The purpose of the permit is to technically qualify the specific project so that the project’s technical design, including turbine foundation design and cable design, can be carried out, DEA said.
In addition to the feasibility studies already carried out by Energinet, the feasibility studies in this permit consist of geotechnical sampling, including CPT, vibrocore drilling, thermal conductivity, core drilling, and PS logging.
The permit has been issued following an application from the owner and the project developer RWE.
As the next step, an environmental site assessment phase will be initiated that contains two public phases where affected citizens and organizations can submit their consultation responses.
The first hearing, also called the idea phase, is expected to be completed in June 2022, while the second public consultation will not happen until 2024.
RWE, through the project company Thor Wind Farm I/S, was announced as the winner of the Danish tender for the Thor offshore wind farm at the beginning of December 2021.
As part of the new offshore wind policy in Denmark, RWE will construct and pay for the entire offshore electrical high voltage system up to POC and also pay for the onshore grid connection.
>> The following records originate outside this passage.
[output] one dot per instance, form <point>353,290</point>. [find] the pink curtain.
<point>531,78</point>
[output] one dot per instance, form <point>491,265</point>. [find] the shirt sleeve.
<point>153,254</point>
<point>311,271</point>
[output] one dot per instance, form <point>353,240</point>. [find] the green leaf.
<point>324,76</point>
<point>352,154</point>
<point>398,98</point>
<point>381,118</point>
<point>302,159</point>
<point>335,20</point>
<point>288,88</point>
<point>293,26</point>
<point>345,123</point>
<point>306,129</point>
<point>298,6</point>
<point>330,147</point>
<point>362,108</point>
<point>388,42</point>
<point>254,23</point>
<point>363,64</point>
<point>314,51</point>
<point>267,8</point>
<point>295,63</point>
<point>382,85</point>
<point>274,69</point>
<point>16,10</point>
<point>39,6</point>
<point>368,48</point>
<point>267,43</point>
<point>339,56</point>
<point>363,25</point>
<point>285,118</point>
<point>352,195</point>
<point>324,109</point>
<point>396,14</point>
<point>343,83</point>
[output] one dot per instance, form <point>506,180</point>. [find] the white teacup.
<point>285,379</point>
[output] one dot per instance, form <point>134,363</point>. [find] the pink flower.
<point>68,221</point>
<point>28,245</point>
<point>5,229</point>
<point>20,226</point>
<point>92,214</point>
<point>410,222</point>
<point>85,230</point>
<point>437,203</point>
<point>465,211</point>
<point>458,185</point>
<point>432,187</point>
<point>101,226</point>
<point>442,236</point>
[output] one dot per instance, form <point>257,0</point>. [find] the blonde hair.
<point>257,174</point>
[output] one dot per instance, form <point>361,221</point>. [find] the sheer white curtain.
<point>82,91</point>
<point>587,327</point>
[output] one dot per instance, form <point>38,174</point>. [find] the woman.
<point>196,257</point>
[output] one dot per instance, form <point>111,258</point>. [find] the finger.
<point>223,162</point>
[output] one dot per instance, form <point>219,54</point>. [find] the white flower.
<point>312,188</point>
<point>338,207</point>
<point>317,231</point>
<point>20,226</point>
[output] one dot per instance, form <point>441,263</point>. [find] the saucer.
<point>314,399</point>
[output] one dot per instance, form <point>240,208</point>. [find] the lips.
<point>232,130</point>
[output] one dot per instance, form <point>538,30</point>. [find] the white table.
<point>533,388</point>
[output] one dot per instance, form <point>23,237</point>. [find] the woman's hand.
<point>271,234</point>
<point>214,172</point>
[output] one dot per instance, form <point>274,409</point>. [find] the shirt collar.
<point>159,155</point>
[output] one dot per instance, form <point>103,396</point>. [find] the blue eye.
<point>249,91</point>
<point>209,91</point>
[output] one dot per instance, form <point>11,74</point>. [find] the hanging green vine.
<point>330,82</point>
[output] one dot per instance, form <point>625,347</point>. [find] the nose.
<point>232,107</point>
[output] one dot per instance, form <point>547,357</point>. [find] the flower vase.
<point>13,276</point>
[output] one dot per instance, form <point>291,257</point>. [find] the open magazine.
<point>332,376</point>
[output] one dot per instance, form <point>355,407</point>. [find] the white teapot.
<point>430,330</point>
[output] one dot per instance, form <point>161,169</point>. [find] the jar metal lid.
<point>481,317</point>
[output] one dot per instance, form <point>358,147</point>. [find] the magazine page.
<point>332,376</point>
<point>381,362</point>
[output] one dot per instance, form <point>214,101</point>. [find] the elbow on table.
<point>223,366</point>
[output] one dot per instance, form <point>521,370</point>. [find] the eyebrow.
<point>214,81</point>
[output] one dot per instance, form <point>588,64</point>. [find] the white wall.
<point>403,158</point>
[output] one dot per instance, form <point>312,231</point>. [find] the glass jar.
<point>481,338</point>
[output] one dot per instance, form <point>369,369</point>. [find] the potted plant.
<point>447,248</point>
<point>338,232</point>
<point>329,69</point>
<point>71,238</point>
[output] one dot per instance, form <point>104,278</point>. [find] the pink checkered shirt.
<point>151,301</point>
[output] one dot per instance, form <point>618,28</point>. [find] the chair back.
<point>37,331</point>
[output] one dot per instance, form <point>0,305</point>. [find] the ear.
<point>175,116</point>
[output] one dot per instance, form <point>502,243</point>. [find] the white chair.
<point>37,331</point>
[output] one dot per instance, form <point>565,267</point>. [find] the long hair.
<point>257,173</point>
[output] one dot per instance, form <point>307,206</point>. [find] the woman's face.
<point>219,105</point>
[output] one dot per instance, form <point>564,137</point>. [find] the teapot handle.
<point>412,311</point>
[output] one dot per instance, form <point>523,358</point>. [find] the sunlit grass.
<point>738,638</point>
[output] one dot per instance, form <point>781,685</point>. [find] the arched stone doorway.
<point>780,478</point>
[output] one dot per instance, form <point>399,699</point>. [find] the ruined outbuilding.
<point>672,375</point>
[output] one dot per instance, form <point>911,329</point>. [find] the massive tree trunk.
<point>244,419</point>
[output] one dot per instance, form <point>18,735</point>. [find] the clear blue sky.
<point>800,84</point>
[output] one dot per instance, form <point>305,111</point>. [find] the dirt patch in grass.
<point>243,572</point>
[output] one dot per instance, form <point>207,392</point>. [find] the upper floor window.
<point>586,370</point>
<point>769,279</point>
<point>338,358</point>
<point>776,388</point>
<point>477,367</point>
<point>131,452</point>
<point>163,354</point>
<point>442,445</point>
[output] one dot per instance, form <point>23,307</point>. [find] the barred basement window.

This is regulated by a concession agreement signed with the DEA and the Danish Government in January.
Located in the North Sea, the subsidy-free Thor offshore wind farm is expected to feature 72 14 MW wind turbines installed at a water depth of 23 metres to 32 metres.
Once fully operational in 2027, the 1 GW project will be capable of producing enough green electricity to supply the equivalent of more than one million Danish households.